Overall, the recommendation is to develop innovative approaches that empower women, raise awareness, address disparities, and promote collaboration among stakeholders to improve access to maternal health services in Nigeria.
AI Innovations Methodology
Based on the provided study and data, here are some potential recommendations to improve access to maternal health in Nigeria:

1. Increase awareness and education: Implement comprehensive public health campaigns to raise awareness about the importance of early initiation of antenatal care (ANC) and the benefits it provides for both the mother and the baby. This can be done through various channels such as radio, television, newspapers, and community outreach programs.

2. Strengthen healthcare infrastructure: Invest in improving healthcare facilities and infrastructure, particularly in rural areas where access to quality maternal healthcare services is limited.

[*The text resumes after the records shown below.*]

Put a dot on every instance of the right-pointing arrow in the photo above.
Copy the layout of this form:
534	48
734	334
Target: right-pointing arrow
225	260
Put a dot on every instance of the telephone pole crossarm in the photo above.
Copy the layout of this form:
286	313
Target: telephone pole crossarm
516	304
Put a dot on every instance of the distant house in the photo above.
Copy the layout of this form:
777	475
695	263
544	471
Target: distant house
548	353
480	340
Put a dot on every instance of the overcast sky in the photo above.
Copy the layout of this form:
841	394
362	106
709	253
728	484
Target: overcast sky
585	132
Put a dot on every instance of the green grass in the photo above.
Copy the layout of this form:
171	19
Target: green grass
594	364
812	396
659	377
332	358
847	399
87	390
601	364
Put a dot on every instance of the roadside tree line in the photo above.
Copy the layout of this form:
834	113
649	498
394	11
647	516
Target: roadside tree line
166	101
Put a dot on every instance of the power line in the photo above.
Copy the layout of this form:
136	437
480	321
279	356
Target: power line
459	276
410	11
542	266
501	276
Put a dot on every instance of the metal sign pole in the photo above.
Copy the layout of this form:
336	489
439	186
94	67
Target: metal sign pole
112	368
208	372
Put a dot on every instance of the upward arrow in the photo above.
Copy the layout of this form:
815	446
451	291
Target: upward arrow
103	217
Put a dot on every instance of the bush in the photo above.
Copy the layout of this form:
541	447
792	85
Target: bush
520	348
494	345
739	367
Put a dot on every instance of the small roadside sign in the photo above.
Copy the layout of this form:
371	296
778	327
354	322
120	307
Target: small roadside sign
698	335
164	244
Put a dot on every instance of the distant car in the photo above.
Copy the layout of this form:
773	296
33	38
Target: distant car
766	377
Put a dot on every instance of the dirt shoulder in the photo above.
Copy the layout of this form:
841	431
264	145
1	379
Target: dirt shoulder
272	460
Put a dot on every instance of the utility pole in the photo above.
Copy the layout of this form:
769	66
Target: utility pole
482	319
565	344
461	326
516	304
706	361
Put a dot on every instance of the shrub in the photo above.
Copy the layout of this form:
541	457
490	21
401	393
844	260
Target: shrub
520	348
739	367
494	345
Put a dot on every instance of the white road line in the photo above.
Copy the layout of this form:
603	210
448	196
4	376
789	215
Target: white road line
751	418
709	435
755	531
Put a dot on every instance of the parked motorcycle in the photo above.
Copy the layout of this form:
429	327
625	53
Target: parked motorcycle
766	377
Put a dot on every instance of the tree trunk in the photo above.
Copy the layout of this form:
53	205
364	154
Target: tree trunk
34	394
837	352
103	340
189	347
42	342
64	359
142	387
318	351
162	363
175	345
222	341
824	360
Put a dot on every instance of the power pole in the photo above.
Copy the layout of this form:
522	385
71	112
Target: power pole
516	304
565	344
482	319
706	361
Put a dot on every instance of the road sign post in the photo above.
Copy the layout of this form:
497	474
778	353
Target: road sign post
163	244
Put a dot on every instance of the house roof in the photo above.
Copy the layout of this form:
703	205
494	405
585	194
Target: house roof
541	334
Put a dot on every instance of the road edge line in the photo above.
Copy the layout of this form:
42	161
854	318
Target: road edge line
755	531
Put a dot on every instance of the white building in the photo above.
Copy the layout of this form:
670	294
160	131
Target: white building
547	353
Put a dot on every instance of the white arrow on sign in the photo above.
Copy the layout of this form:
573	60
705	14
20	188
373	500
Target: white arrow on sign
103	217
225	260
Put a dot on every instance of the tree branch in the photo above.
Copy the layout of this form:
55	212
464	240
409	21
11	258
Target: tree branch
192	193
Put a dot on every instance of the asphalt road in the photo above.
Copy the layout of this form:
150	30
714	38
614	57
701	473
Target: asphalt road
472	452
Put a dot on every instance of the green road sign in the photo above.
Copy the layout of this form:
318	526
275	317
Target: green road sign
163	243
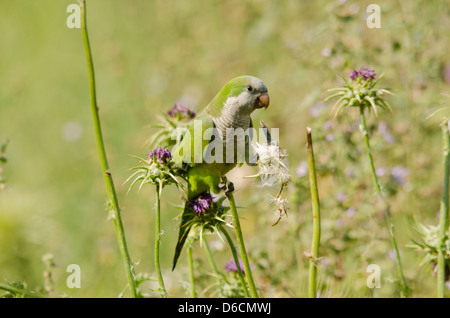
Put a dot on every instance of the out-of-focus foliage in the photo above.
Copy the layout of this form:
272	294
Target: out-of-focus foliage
149	55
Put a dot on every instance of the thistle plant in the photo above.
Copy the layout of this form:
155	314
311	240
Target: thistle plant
314	254
436	253
360	92
107	175
159	170
437	249
272	170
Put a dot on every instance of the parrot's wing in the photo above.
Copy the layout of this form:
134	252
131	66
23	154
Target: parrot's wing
195	141
191	151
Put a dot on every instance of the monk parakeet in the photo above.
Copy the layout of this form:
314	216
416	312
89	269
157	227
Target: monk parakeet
209	148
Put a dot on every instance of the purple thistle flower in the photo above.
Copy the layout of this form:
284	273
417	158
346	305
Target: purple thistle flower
364	73
354	75
181	111
231	266
202	203
367	73
302	169
162	155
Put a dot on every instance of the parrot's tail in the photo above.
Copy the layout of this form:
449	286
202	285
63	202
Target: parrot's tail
185	227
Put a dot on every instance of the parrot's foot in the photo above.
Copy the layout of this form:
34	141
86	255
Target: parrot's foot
226	186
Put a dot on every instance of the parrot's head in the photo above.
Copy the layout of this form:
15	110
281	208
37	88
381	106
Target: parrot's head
242	95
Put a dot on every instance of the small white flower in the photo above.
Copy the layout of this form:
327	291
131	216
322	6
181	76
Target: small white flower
271	164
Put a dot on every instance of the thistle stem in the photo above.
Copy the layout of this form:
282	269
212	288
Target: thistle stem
211	261
241	245
403	286
443	218
312	288
111	192
20	291
162	288
236	261
191	272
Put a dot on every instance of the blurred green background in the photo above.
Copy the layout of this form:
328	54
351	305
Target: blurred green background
149	55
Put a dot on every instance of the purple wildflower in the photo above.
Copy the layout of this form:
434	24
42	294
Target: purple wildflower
202	203
231	266
367	73
341	196
380	172
363	73
181	111
162	155
354	75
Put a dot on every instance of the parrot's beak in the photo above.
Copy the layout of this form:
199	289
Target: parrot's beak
262	100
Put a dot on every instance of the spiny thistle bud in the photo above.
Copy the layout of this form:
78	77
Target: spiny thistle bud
202	203
360	92
232	267
159	169
430	245
181	112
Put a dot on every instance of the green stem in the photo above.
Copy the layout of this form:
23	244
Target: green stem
19	291
443	219
316	218
241	245
111	192
211	261
404	287
162	288
236	260
191	271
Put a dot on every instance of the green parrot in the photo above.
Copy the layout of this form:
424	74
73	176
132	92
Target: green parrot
205	147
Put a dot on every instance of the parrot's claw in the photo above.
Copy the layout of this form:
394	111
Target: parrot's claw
226	186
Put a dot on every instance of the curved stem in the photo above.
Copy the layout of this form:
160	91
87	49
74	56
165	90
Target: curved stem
211	261
312	288
241	245
111	192
443	218
236	260
404	287
19	291
158	241
191	271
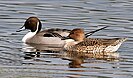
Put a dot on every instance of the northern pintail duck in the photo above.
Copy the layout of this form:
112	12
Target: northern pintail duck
92	45
47	36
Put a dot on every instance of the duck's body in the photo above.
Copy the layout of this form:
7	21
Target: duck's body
47	36
92	45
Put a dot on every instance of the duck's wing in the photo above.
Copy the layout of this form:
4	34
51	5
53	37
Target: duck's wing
92	32
101	41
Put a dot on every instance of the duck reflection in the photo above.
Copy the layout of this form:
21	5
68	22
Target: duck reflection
34	50
78	58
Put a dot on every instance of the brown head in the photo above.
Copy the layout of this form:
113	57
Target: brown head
33	24
77	34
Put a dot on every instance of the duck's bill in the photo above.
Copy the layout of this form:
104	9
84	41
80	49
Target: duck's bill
65	38
21	29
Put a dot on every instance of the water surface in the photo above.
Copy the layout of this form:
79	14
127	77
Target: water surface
17	62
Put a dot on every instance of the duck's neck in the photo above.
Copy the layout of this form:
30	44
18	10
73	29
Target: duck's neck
30	35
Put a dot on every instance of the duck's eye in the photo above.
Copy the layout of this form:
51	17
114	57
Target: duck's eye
72	32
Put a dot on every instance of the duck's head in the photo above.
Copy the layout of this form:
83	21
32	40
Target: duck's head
77	34
33	24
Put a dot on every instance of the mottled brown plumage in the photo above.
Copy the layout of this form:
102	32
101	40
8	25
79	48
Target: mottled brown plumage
92	44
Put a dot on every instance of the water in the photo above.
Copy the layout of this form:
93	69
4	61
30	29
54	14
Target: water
17	62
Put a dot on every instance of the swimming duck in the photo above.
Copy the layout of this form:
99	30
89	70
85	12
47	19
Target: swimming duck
92	45
47	36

This includes ensuring the availability of skilled healthcare professionals, necessary medical equipment, and adequate facilities for ANC.

3. Enhance women’s autonomy in healthcare decision-making: Empower women to make informed decisions about their healthcare by providing them with the necessary information and support. This can be achieved through educational programs that promote women’s rights, autonomy, and involvement in their own healthcare decision-making process.

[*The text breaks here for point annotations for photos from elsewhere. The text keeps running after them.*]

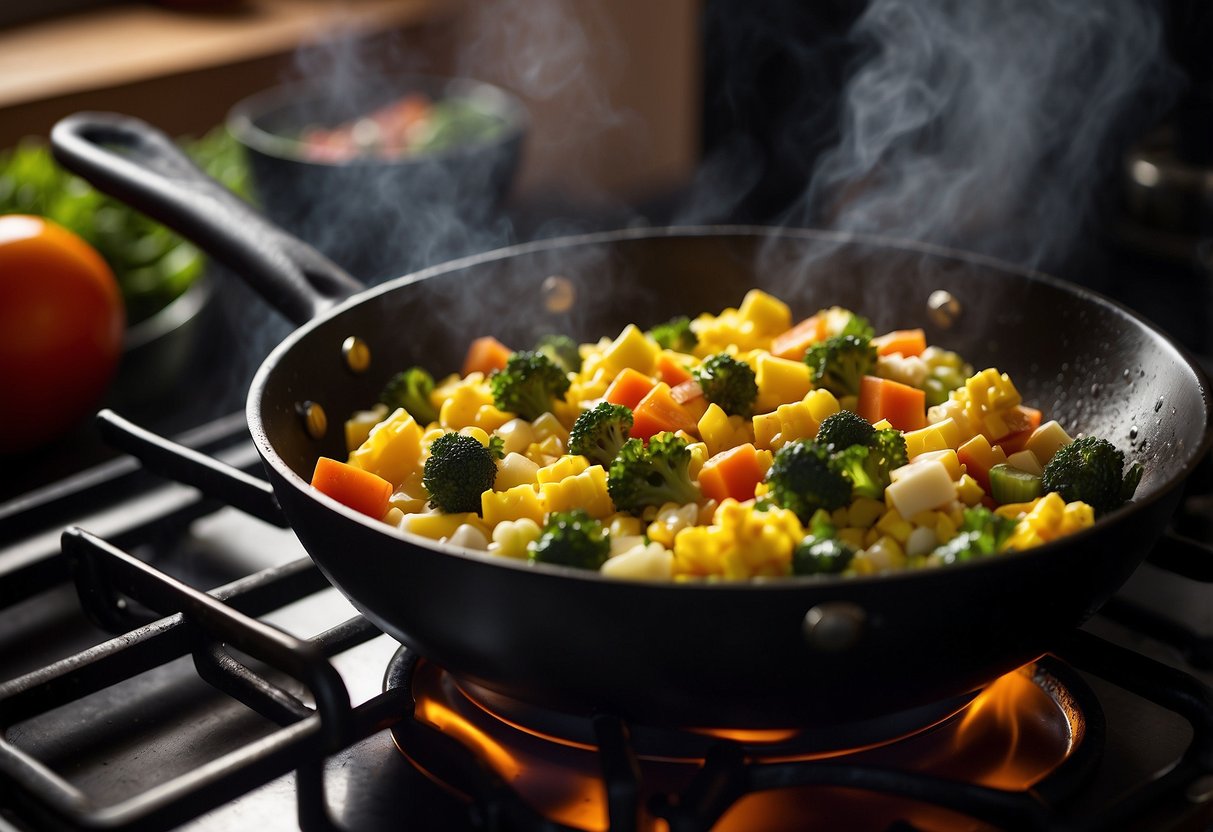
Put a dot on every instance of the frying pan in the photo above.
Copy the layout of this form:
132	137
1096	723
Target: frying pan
796	651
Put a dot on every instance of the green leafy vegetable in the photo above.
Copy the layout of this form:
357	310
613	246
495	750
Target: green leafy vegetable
599	433
457	471
1091	469
410	389
728	383
571	539
529	385
653	474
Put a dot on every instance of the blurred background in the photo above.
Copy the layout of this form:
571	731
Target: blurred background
1072	137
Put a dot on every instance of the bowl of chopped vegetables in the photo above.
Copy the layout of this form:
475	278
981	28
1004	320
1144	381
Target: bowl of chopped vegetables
368	171
161	277
793	596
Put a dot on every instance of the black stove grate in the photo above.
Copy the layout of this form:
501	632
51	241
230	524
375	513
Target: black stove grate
159	619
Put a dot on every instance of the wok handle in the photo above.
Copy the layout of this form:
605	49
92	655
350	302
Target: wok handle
140	165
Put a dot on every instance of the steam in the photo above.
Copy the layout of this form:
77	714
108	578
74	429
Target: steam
986	125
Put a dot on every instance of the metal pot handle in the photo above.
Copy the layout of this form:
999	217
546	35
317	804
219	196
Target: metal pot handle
140	165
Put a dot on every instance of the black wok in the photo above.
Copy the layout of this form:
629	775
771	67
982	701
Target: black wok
795	651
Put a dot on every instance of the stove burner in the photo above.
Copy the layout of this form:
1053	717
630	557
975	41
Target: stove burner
1008	738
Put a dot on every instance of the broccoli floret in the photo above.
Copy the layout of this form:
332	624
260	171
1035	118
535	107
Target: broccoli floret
653	474
528	385
599	433
859	326
457	472
946	371
675	334
869	467
1091	469
802	479
571	539
841	362
981	534
562	349
728	383
410	389
843	429
821	552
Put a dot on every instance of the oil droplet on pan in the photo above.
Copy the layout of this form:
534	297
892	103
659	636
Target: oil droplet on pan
558	294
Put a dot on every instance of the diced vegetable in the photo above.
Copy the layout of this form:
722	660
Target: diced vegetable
659	412
979	456
655	454
921	486
628	387
904	406
352	486
795	342
1009	484
905	342
732	473
485	354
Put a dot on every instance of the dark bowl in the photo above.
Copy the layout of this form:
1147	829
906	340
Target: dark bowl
381	216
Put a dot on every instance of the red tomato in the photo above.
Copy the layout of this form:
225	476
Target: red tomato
61	330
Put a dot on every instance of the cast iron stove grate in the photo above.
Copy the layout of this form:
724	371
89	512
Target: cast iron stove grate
159	619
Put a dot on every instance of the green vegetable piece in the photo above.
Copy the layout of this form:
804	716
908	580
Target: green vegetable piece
1091	469
843	429
562	349
675	334
946	371
981	534
571	539
457	472
410	389
653	474
821	552
529	385
802	479
859	326
1009	484
841	362
869	467
821	556
599	433
728	383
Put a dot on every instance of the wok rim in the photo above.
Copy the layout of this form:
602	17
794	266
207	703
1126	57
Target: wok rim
793	582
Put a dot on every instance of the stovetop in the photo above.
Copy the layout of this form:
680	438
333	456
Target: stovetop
118	717
231	736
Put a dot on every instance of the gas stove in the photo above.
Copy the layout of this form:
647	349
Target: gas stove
171	661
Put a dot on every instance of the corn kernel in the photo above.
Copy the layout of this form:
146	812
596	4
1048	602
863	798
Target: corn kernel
768	314
586	490
548	426
780	381
512	505
1046	440
392	449
569	465
438	525
512	539
620	525
631	349
359	426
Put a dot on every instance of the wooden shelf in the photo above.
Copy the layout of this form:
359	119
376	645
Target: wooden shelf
125	44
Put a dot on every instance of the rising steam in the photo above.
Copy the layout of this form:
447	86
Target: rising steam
987	125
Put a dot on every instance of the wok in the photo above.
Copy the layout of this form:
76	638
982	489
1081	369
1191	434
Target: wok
796	651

4. Address socioeconomic disparities: Implement targeted interventions to address socioeconomic disparities that contribute to delayed initiation of ANC. This can include providing financial assistance or subsidies for ANC services, particularly for women from low-income households, and improving access to healthcare for marginalized populations.

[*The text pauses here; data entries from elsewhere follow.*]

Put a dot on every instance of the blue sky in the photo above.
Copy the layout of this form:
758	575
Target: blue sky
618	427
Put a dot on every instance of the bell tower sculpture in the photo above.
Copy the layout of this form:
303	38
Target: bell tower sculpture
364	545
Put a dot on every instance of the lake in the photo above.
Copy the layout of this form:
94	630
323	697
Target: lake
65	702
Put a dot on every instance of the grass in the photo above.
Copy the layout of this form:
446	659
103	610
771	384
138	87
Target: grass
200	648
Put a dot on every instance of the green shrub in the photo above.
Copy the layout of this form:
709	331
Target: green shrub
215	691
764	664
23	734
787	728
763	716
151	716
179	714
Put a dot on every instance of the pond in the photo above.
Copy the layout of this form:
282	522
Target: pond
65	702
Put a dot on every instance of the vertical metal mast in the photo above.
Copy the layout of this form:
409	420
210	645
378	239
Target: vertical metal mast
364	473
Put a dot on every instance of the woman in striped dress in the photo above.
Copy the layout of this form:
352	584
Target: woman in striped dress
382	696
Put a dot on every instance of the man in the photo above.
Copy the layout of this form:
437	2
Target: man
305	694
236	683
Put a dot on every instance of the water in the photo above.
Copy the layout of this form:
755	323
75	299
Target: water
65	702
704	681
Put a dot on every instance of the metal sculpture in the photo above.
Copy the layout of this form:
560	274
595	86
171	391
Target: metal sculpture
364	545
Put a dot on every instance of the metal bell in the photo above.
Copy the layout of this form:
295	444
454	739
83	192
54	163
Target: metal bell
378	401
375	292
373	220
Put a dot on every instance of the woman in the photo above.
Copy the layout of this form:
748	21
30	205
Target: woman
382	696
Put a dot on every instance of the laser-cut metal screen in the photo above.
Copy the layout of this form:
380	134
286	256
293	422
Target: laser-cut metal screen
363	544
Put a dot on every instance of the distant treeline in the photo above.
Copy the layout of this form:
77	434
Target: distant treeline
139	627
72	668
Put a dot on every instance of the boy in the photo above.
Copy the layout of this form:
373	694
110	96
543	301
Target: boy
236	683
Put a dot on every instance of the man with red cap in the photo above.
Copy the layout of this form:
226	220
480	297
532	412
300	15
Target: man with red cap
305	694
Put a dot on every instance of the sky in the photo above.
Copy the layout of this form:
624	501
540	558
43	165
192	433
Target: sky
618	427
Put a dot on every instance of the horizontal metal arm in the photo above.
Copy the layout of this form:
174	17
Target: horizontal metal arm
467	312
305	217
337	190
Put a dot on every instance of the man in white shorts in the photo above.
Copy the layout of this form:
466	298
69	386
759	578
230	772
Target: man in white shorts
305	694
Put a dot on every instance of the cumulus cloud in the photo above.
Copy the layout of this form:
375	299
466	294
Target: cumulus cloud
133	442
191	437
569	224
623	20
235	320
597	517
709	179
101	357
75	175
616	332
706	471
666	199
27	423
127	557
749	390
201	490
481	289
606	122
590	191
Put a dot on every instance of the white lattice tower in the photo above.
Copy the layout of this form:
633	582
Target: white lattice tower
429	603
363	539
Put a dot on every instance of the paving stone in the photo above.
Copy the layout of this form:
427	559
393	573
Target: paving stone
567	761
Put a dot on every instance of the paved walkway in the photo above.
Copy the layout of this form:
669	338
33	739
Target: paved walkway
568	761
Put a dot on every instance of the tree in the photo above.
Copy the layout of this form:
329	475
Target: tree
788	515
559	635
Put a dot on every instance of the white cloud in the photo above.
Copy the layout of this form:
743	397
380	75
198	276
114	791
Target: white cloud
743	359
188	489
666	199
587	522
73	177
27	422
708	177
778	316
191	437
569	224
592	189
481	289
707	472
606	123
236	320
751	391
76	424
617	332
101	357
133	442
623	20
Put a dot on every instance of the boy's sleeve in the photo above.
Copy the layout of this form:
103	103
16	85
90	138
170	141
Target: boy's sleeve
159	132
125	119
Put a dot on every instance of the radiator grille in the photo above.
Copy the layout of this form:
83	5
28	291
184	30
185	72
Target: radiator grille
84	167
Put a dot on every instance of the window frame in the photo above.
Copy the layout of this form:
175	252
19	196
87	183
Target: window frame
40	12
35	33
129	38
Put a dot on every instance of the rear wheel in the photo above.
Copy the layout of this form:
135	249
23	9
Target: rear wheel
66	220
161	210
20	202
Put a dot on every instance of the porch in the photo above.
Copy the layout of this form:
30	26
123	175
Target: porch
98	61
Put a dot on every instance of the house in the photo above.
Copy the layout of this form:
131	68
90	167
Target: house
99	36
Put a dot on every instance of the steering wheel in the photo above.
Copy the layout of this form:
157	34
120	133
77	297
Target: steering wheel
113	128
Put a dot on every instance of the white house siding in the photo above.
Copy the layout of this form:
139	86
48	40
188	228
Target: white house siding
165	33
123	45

To simulate the impact of these recommendations on improving access to maternal health, a methodology could be developed as follows:

1. Define the indicators: Identify key indicators that reflect access to maternal health, such as the percentage of women initiating ANC in the first trimester, the number of ANC visits, and the availability of healthcare facilities in different regions.

2. Collect baseline data: Gather baseline data on the selected indicators from various sources, including surveys, health records, and government reports. This data should cover a representative sample of the population, including different regions and socioeconomic groups.

3. Develop a simulation model: Create a simulation model that incorporates the baseline data and the potential impact of the recommendations. This model should consider factors such as population demographics, healthcare infrastructure, and the effectiveness of the proposed interventions.

4. Run simulations: Use the simulation model to run different scenarios based on the proposed recommendations. This can involve adjusting variables such as the coverage and effectiveness of public health campaigns, the allocation of resources for healthcare infrastructure improvement, and the level of empowerment programs for women.

5. Analyze results: Analyze the simulation results to assess the potential impact of the recommendations on improving access to maternal health. This can include evaluating changes in the percentage of women initiating ANC in the first trimester, the number of ANC visits, and the reduction in disparities across different regions and socioeconomic groups.

6. Refine and validate the model: Continuously refine and validate the simulation model based on real-world data and feedback from experts in the field. This will ensure that the model accurately reflects the complex dynamics of improving access to maternal health in Nigeria.

7. Communicate findings: Present the findings of the simulation study to relevant stakeholders, including policymakers, healthcare providers, and community organizations. This can help inform decision-making and resource allocation to effectively improve access to maternal health in Nigeria.

It is important to note that the methodology for simulating the impact of recommendations may vary depending on the specific context and available data. Therefore, it is recommended to consult with experts in the field of maternal health and simulation modeling to develop a robust and context-specific methodology.